In Zimbabwe, average life-expectancy should be 65; AIDS has slashed that by 26 years -- a Zimbabwean born now can expect to die at the age of 39.
 
The pandemic is crippling businesses and civil services, with workers dying as they approach senior positions, creating poverty in the countryside, and wrecking education -- Africa's long-term hope -- as those who take AIDS orphans under their wings cannot afford to pay for their education as well as that of their own children.
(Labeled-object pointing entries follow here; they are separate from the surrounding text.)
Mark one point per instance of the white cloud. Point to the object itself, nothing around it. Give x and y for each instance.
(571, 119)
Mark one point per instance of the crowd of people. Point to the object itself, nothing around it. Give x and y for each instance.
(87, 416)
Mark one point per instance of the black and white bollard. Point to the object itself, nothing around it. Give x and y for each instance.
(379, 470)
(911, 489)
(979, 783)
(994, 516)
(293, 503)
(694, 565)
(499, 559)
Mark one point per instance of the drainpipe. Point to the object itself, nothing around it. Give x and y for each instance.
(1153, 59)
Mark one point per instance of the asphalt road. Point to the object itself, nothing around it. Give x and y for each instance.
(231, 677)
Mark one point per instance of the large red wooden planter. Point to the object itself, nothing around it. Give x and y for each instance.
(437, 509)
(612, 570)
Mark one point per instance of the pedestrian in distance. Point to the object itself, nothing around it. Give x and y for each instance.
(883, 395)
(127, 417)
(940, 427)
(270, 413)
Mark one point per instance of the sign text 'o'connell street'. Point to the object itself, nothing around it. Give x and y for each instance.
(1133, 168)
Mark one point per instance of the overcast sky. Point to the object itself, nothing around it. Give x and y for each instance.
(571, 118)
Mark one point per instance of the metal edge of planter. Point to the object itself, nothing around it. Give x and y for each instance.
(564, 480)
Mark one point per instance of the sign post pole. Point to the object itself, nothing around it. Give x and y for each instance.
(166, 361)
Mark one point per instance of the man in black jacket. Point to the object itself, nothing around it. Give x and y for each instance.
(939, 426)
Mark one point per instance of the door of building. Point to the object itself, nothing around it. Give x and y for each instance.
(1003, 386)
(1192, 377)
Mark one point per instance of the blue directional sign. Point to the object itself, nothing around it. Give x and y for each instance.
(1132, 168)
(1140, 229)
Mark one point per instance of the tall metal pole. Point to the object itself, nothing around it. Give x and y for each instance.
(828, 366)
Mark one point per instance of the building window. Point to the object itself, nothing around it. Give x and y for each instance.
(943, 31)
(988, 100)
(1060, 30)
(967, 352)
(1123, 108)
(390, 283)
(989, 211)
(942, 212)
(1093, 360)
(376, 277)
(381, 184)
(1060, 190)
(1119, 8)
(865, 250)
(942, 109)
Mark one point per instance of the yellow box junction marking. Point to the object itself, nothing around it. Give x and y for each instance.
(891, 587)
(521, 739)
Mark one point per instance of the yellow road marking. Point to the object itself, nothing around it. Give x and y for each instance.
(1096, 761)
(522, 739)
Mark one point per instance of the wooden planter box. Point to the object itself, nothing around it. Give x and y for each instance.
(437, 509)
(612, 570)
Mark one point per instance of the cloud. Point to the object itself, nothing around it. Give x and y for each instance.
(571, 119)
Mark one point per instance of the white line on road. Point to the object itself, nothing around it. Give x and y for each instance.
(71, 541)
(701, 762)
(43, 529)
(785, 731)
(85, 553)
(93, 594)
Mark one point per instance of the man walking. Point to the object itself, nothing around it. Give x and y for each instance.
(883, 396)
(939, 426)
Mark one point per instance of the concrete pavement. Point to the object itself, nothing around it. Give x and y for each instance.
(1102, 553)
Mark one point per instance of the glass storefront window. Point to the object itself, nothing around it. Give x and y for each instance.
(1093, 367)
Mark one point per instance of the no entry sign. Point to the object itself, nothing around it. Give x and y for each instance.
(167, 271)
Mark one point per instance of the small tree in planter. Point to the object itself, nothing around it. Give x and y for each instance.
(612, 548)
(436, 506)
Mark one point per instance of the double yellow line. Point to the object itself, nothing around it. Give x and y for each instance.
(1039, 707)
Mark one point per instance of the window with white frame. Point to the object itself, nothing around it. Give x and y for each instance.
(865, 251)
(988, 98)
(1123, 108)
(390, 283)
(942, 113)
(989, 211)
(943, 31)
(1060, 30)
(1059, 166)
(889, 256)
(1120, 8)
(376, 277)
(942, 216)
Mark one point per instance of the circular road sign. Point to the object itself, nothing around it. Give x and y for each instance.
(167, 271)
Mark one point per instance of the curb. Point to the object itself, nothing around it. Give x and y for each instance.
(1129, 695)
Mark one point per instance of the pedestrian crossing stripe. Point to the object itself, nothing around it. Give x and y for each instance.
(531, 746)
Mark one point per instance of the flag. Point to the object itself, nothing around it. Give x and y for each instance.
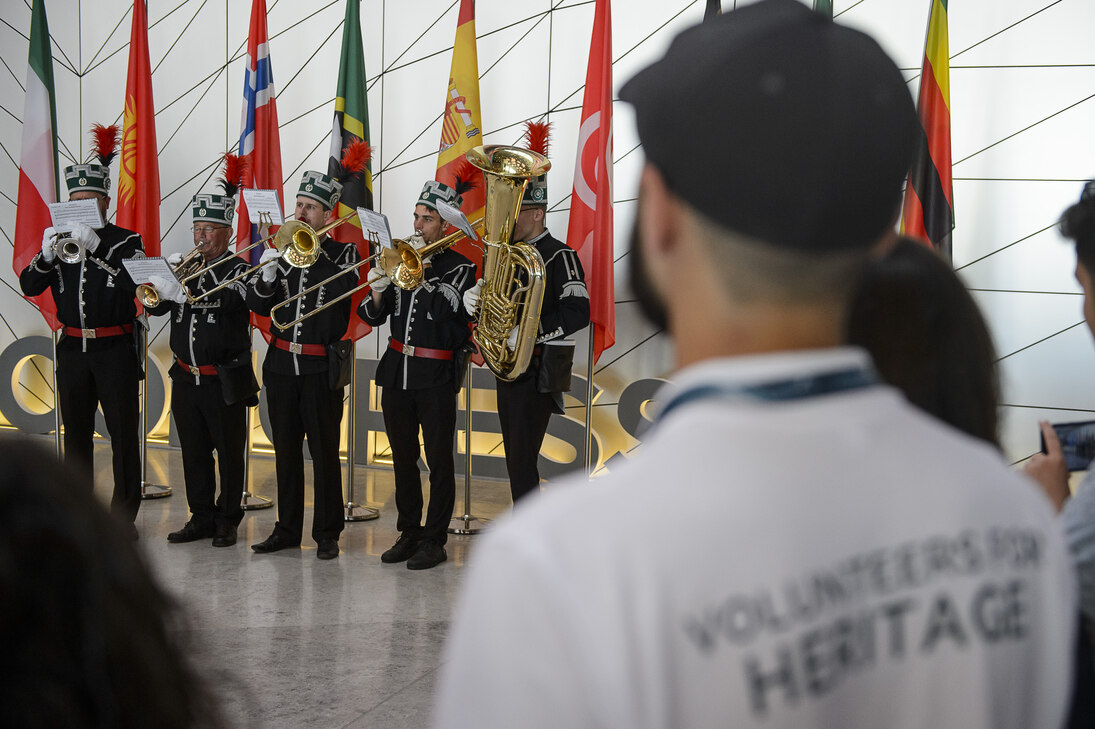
(462, 128)
(352, 124)
(139, 170)
(590, 230)
(260, 143)
(929, 197)
(37, 165)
Many teachers are dying, too.
 
Armed forces are particularly vulnerable -- and particularly likely to spread the disease.
 
Vigorous education programmes have been slow to get off the ground in southern Africa, though they have been shown to work in other African countries, notably Senegal and Uganda, overcoming taboos and misconceptions.
 
The cost of the expensive antiretroviral cocktails used in developed countries is beyond the means of governments and individuals in Africa.
 
South Africa wants to use generic or home-produced retrovirals, but is stumped at the moment by a High Court challenge from pharmaceutical companies.
 
The 14-nation Southern African Development Community is negotiating reduced prices and assured supplies and training from major companies, but victims continue to die in the meantime.
 
The reaction of some southern African leaders has flabbergasted the mainstream medical community.
 
South African President Thabo Mbeki, seeking an "African solution" to the problem, set up an advisory panel in April and appointed among its members dissident scientists who argue that HIV does not cause AIDS, or does not even exist.
 
President Sam Nujoma of Namibia told a conference in Geneva last month that AIDS was created as a biological weapon and launched by countries he did not name.
 
South African Deputy President Jacob Zuma, on the other hand, called recently on southern African countries to stop considering HIV/AIDS as a "foreign" disease, and to accept that "umthakathi usekhaya", a Zulu expression meaning "the witch is in the home."
 
"We will not succeed in fighting this disease for as long as we refuse to accept reality. We will continue to perish in even larger numbers," he warned.